Despite declining opinions of postsecondary education, the data for Georgia are clear — college remains an important asset to the state’s economy and citizens.
The criticisms have been wide-ranging. The rising, burdensome student loan debt has increasingly become a hot-button political issue. In addition, accusations of anti-conservative bias on college campuses have led to sharp partisan divides in views of college. Pew Research Center found that 67% of Democrats believe college has a positive impact on the country, but only 33% of Republicans feel the same way. Despite the concerns, however, I think college remains a mostly positive influence on society.
Though student loan debt is a growing problem, college is still a good investment. Although college is becoming more expensive, those with college degrees tend to earn much higher wages. According to a U.S. Census Bureau report, people ages 25 and over with a bachelor’s degree earned $65,482 on average in 2016, roughly double the $35,615 earned by people ages 25 and over whose highest educational attainment was high school. Also, a college education can provide graduates with job security. The College Board reports that, in 2015, the unemployment rate for 25 to 34-year-olds was only 2.6%, lower than the 8.1% unemployment rate for high school graduates in the same age range.

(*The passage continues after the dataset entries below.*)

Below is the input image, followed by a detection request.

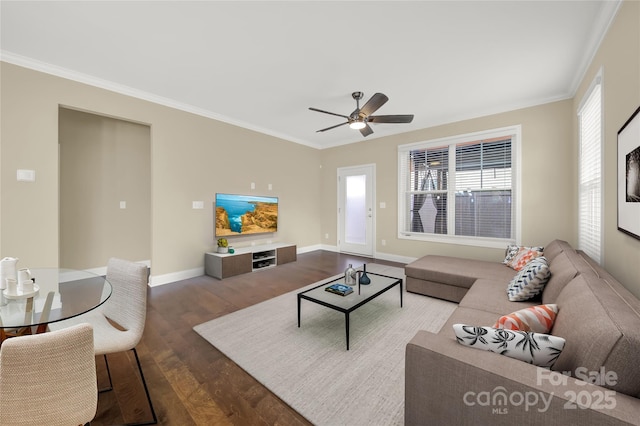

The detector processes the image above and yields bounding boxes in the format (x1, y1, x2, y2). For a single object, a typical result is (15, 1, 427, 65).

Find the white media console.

(204, 243, 297, 279)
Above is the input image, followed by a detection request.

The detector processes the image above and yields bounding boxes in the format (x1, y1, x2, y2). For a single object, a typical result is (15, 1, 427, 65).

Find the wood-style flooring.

(90, 250, 405, 425)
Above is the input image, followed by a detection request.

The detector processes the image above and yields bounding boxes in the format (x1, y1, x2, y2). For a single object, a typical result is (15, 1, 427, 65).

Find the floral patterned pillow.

(453, 324, 565, 368)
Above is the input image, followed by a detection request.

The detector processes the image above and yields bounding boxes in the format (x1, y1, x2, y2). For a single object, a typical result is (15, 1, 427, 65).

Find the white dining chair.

(49, 257, 157, 425)
(0, 323, 97, 426)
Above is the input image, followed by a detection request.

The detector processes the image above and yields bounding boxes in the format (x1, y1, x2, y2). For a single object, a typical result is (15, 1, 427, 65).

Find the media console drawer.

(205, 243, 296, 279)
(276, 245, 297, 265)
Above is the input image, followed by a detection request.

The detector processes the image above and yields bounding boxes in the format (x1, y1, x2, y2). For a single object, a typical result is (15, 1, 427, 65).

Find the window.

(577, 73, 602, 264)
(398, 126, 520, 248)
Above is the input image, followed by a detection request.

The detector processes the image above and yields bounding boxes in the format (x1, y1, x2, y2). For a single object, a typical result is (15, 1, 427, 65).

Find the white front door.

(338, 164, 375, 257)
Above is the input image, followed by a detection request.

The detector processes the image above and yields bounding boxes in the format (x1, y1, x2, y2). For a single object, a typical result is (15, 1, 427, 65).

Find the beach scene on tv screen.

(215, 194, 278, 236)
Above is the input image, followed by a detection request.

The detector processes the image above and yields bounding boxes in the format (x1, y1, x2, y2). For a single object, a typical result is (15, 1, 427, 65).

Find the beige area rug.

(193, 264, 457, 426)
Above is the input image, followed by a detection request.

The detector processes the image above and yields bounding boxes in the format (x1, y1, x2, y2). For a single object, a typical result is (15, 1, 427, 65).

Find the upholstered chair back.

(0, 323, 97, 426)
(102, 257, 149, 350)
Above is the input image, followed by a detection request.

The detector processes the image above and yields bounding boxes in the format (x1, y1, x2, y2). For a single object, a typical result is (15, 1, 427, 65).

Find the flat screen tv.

(215, 193, 278, 237)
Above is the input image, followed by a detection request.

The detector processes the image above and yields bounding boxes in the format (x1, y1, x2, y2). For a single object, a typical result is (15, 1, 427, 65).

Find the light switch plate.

(192, 201, 204, 209)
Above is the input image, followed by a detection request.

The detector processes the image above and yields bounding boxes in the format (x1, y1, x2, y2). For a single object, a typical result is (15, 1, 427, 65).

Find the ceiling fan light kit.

(309, 92, 414, 137)
(349, 120, 366, 130)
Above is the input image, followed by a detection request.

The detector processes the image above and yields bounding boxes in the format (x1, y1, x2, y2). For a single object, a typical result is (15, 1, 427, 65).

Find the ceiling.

(1, 1, 621, 149)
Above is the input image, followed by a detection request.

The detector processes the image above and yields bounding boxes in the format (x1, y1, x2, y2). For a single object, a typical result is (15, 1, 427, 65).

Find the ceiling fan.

(309, 92, 414, 137)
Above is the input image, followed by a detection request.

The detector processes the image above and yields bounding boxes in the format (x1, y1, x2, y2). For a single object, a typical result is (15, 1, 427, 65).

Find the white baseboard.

(305, 245, 415, 264)
(313, 245, 415, 264)
(149, 267, 204, 287)
(80, 259, 201, 288)
(84, 259, 151, 278)
(296, 244, 322, 253)
(302, 244, 338, 253)
(374, 251, 417, 264)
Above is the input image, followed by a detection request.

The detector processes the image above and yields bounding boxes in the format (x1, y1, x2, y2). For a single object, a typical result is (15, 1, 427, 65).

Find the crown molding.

(568, 0, 622, 96)
(0, 51, 323, 149)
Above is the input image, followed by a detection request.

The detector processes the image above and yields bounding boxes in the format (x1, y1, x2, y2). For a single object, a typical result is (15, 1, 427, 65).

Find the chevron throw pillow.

(507, 257, 551, 301)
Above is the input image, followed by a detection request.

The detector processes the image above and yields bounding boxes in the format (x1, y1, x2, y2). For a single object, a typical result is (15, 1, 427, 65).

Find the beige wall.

(320, 100, 575, 262)
(572, 0, 640, 297)
(59, 108, 151, 269)
(0, 63, 322, 280)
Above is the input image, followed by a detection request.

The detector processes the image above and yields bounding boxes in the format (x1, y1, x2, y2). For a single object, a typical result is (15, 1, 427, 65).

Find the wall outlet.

(325, 233, 329, 239)
(379, 202, 386, 209)
(17, 169, 36, 182)
(119, 201, 126, 209)
(251, 182, 256, 189)
(381, 239, 386, 246)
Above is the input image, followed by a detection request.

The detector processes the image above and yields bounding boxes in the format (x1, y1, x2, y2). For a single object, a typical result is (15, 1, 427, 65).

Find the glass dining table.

(0, 268, 112, 342)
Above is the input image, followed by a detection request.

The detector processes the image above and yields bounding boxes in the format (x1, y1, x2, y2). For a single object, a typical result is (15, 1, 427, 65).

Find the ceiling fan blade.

(316, 121, 349, 133)
(360, 123, 374, 137)
(309, 107, 350, 119)
(368, 114, 414, 124)
(359, 93, 389, 117)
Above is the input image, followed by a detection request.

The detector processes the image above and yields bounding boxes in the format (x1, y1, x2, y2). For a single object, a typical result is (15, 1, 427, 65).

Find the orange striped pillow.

(493, 304, 558, 333)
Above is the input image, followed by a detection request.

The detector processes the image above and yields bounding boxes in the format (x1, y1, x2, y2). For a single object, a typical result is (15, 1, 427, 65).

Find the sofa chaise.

(404, 239, 640, 425)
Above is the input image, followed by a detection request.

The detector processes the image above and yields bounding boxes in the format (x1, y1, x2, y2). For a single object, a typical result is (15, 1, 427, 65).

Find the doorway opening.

(58, 107, 151, 271)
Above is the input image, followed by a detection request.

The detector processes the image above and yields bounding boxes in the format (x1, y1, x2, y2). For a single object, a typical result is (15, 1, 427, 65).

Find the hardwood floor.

(90, 251, 405, 425)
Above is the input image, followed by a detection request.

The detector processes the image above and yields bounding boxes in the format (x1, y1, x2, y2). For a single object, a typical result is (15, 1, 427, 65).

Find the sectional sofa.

(404, 239, 640, 425)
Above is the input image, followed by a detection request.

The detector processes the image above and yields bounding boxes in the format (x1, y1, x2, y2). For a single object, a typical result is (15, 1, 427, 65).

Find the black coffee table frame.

(297, 271, 403, 350)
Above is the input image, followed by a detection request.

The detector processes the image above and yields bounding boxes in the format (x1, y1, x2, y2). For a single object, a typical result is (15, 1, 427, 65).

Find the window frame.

(397, 125, 522, 249)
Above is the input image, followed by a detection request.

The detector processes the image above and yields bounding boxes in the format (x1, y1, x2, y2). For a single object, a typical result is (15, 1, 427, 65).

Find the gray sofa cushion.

(459, 278, 538, 315)
(542, 249, 597, 304)
(438, 306, 506, 335)
(406, 277, 468, 303)
(543, 239, 574, 262)
(405, 256, 474, 289)
(405, 255, 514, 289)
(551, 274, 640, 397)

And, at least at UGA, conservative opinions are well-represented. The University of Georgia College Republicans is the largest College Republicans chapter in the country, according to its website, and conservative-leaning organization, Turning Point UGA, has leveraged enough support and recognition to host events such as those with then-Candidate Brian Kemp, Charlie Kirk and Donald Trump Jr. in 2018. The strong conservative presence on campus combined with powerful liberal groups fosters an environment that welcomes free speech and debate.
Universities are an important part of Georgia’s economy as well. According to a report released by the Selig Center for Economic Growth, the University System of Georgia plays a strong, pervasive role in adding value to and creating jobs in the Georgia economy. In total, USG's 26 institutions had an impressive $17.7 billion economic impact on their communities in fiscal year 2018, nearly a 5% increase from the previous fiscal year. The USG generated 168,284 jobs, accounting for 3.8% of the state’s nonfarm jobs. Perhaps most importantly, the universities are cost-effective. For every dollar spent on the USG, there was a $1.47 economic output on average.
Thus, although Americans have increasing doubts about the effects of college, the data paint a much different story. The USG continues to be a positive force for upward social mobility, political debate and the Georgian economy.